Disimulé. Constanza llevaba días enferma de fiebres provocadas por los celos. A pesar de los desvelos de los físicos, ella se negaba a guardar reposo pues quería vigilar estrechamente a su señor marido. La última aventura de mi hijo Fernando estaba siendo demasiado evidente y doña Vatanza no puso reparo en contárselo a su señora, regodeándose en todo tipo de detalles. Sancha Gil era envidiada por su belleza en la corte. Desde que se enteró, aquella pequeña de sólo quince años se mostraba más alterada y susceptible que nunca ya que se negaba a ser compartida y ultrajada. Su madre le dijo cómo habría de comportarse, pero ella se mostró mañosa y aniñada. No quería asumirlo con resignación como era habitual en las demás señoras. Por mi parte, sólo pude prometerle que desterraría a la concubina aunque tuviese que enfrentarme a mi propio hijo. Sólo imaginé su sentir y me pareció espantoso ya que, por extraño que parezca, Sancho nunca me dio motivos para encelarme. Fernando continuó visitando a Sancha durante muchos meses hasta que otra ocupó su lugar, pero a partir de entonces fue más recatado en sus devaneos y a Constanza le pasaron inadvertidos. Nada más desaparecer la susodicha de Torrellas, Constanza mejoró de inmediato.

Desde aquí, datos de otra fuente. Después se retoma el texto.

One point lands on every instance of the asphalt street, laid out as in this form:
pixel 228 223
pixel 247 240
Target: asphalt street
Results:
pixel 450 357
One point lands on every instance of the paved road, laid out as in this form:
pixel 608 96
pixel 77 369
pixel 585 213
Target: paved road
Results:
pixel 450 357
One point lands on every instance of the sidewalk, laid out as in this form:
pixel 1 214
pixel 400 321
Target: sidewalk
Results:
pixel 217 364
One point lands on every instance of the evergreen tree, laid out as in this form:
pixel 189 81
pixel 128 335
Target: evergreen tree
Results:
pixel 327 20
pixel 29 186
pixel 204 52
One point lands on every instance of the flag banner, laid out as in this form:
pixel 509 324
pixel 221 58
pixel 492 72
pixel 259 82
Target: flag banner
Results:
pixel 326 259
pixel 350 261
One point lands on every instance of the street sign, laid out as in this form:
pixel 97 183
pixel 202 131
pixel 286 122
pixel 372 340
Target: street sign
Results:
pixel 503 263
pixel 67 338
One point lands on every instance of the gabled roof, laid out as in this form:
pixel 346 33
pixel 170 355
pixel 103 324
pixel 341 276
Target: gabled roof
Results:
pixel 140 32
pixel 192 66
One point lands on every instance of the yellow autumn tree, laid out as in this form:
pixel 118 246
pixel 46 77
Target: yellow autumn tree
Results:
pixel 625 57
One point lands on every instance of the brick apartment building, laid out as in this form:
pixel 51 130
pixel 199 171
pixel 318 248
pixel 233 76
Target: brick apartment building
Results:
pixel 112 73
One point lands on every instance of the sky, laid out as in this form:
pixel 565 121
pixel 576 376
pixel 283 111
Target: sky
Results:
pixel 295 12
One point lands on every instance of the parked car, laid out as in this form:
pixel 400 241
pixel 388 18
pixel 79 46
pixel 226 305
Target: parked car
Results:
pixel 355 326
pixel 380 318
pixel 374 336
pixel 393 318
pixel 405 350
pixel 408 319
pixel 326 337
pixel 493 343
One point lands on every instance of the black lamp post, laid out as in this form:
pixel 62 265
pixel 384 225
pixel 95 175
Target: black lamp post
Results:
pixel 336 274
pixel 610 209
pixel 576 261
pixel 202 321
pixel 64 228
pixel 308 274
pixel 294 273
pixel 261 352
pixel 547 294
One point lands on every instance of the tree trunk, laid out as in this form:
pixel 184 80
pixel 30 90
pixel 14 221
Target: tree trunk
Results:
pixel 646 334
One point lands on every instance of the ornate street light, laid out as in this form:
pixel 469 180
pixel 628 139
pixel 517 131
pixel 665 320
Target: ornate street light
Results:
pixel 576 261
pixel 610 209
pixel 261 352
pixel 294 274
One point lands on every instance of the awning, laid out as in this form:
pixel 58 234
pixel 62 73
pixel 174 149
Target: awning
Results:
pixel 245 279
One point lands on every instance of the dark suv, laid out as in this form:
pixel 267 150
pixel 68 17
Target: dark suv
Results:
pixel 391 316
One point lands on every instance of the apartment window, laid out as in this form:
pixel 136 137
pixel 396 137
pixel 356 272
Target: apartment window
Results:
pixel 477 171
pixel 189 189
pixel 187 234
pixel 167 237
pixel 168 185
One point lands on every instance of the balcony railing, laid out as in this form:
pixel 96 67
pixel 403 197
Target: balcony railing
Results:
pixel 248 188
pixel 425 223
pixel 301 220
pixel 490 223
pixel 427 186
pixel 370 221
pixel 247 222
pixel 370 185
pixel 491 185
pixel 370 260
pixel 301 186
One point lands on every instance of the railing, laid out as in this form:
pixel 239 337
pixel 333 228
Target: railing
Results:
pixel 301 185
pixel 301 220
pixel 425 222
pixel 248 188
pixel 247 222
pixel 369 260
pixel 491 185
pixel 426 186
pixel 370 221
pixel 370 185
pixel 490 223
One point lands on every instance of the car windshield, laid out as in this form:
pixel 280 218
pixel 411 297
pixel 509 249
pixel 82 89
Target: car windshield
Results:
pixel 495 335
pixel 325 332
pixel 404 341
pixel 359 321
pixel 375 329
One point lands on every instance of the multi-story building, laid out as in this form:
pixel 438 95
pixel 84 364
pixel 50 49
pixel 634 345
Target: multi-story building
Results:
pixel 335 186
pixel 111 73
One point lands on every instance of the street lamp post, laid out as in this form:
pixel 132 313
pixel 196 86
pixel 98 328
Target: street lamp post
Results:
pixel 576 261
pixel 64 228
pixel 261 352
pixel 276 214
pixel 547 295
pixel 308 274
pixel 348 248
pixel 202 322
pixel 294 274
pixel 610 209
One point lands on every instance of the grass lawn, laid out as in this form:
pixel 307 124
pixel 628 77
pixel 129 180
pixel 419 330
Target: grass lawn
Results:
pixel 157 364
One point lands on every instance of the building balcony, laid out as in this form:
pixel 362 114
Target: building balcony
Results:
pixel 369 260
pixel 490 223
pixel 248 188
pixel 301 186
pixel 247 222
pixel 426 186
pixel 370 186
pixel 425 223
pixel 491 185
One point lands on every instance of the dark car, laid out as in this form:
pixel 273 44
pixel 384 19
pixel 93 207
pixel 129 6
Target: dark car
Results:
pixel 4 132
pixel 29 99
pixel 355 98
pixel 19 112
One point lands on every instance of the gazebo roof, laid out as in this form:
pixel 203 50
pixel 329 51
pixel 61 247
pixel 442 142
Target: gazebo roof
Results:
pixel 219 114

El hermanamiento que pretendíamos fraguaba como herradura en un yunque y al final se firmaron las conclusiones. Jaime de Aragón se quedaría con Alicante y otras villas hasta el Júcar, dividiendo, entre dudas, el reino de Murcia. El infante don Alfonso de la Cerda renunciaba a su derecho a la corona de Castilla por una no muy cuantiosa suma de dinero. Exactamente, cuatrocientos mil maravedíes, y se comprometió a no usar el sello y el escudo de armas del rey de Castilla desde ese preciso momento, al tiempo que junto a su hermano juraba pleitesía a mi hijo. Desde entonces fue apellidado Alfonso el Desheredado.
A menor nivel, a Diego López de Haro se le entregó el señorío de Vizcaya por toda la vida y con la obligación de que después pasase a partes iguales a su hijo don Lope y a la esposa del infante don Juan, su sobrina, y a sus herederos.
A don Juan Manuel le entregamos Alarcón en Cuenca a cambio de la villa de Elche. Yo no fui partidaria de ello por si sentaba precedente porque, si cada señor que perdía un feudo pedía otro a cambio, el rey se quedaría sin tierras para responder a tanta solicitud. A pesar de todo, accedimos para tenerle a bien. Viendo aquello, el de Lara quiso recuperar el Albarracín, pero por su interés estratégico nos tuvimos que negar. Se enfadó y fue el único que quedó en discordia en aquella completa paz.